Yuqi Gu, Columbia University
New Statistical Frontiers in Cognitive Diagnostic Models: Deep Generative Structures, General Responses, and Tensor Unfolding
Cognitive diagnostic models (CDMs) are a popular family of discrete latent variable models used in educational measurement to provide fine-grained diagnostic feedback about examinees’ latent skill profiles. In this talk, I present three recent lines of work that substantially expand the statistical foundations and methodological scope of CDMs.
First, I introduce exploratory deep cognitive diagnostic models (DeepCDMs), which adapt deep generative models for diagnostic purposes by employing multiple layers of discrete latent variables to capture hierarchical cognitive structures at varying granularities. A novel layer-wise expectation–maximization algorithm with spectral initialization is proposed for estimation when all Q-matrices across layers are unknown. This modular estimation strategy is grounded in a layer-by-layer identifiability argument that exploits the directed graphical model structure and the discreteness of latent attributes, and it mitigates the initialization sensitivity and bias accumulation that plague classical EM in deep latent variable models.

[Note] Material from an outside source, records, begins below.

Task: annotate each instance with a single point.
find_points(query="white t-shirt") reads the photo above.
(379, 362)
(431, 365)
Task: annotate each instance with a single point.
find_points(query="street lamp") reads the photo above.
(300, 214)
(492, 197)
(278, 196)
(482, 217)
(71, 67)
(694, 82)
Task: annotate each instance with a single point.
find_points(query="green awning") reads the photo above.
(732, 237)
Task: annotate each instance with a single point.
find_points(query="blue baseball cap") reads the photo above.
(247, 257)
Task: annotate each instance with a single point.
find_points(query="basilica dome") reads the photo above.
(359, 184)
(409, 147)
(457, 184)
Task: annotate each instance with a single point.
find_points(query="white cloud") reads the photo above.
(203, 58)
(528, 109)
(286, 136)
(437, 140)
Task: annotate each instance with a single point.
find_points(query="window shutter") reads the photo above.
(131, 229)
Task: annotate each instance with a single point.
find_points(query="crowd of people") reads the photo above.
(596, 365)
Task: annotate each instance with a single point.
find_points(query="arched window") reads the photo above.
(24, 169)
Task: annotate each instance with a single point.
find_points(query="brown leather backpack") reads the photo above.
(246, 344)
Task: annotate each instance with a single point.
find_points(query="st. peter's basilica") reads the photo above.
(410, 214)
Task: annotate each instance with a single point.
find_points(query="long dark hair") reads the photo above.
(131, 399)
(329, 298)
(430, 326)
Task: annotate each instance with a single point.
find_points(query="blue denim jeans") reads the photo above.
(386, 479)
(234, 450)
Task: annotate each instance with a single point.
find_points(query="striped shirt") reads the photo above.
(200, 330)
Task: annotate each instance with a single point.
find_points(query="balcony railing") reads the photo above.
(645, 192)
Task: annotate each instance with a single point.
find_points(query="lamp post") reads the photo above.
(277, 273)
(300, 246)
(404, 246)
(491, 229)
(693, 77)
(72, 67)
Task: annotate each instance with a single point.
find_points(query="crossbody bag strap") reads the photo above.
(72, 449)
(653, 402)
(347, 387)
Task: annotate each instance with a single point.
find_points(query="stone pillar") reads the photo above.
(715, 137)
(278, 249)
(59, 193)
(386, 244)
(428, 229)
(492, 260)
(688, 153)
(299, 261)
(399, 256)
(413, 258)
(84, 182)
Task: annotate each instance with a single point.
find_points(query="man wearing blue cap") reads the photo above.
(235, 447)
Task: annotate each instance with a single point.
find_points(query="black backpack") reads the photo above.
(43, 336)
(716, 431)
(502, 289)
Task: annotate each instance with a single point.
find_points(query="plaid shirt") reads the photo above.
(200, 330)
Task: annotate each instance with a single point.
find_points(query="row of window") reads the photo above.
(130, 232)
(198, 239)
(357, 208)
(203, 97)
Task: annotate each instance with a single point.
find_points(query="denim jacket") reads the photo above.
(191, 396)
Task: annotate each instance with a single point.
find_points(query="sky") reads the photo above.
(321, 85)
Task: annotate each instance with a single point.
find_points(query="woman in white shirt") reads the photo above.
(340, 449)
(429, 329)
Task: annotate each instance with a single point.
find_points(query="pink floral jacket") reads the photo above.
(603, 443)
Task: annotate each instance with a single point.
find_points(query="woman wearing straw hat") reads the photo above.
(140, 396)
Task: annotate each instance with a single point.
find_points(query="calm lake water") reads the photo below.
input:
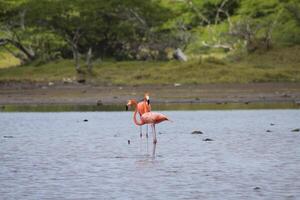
(253, 155)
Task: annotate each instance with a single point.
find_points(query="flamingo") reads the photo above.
(142, 107)
(152, 118)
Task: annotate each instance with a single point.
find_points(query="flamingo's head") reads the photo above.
(147, 98)
(130, 103)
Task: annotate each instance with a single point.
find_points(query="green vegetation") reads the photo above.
(133, 42)
(280, 65)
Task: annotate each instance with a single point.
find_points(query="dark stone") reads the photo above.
(197, 132)
(296, 130)
(81, 81)
(99, 103)
(8, 136)
(207, 140)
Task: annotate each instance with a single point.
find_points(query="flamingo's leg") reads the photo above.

Second, I present a new paradigm of identifiable general-response CDMs that moves beyond traditional categorical item responses. By establishing identifiability for CDMs with arbitrary response types (including continuous responses such as response times and count-valued responses) under Q-matrix conditions similar to those for classical binary-response CDMs, this work opens the door to principled diagnostic modeling of the rich data types emerging in modern assessments. Efficient EM algorithms are developed for a broad class of exponential family-based CDMs.
Third, I introduce a fundamentally new proof strategy for Q-matrix identifiability based on tensor unfolding. By representing the population distribution of observed responses as a high- order tensor and strategically unfolding it into matrices, the rank properties of these matrices serve as certificates to constructively recover the unknown Q-matrix and the number of latent attributes. This approach departs from prior identifiability analyses, delivers strictly weaker conditions than existing results for general main-effect and all-saturated-effect CDMs, and extends naturally to polytomous responses.
Together, these contributions chart new statistical frontiers for CDMs, bridging deep generative modeling, general response types, and spectral/algebraic methods, while maintaining the identifiability, interpretability, and diagnostic utility that are essential for real-world assessment applications.
About the Speaker
Yuqi Gu is an Assistant Professor of Statistics at Columbia University and also a member of the Columbia Data Science Institute. She received her Ph.D. in Statistics from the University of Michigan in 2020 and completed a one-year postdoc at Duke University before joining Columbia in 2021. Her research focuses on identifiable and interpretable latent variable models, spanning psychometrics, deep generative modeling, and high-dimensional statistics. In psychometrics, she has developed foundational identifiability theory and scalable estimation methods for cognitive diagnostic models (including their deep-generative and general-response modern variants), as well as efficient, provable spectral methods for latent class models and grade of membership models. Her work is supported by the NSF, and she has published extensively in leading journals across statistics, psychometrics, and machine learning, including Journal of the American Statistical Association, Journal of the Royal Statistical Society Series B: Statistical Methodology, Annals of Statistics, Psychometrika, and Journal of Machine Learning Research.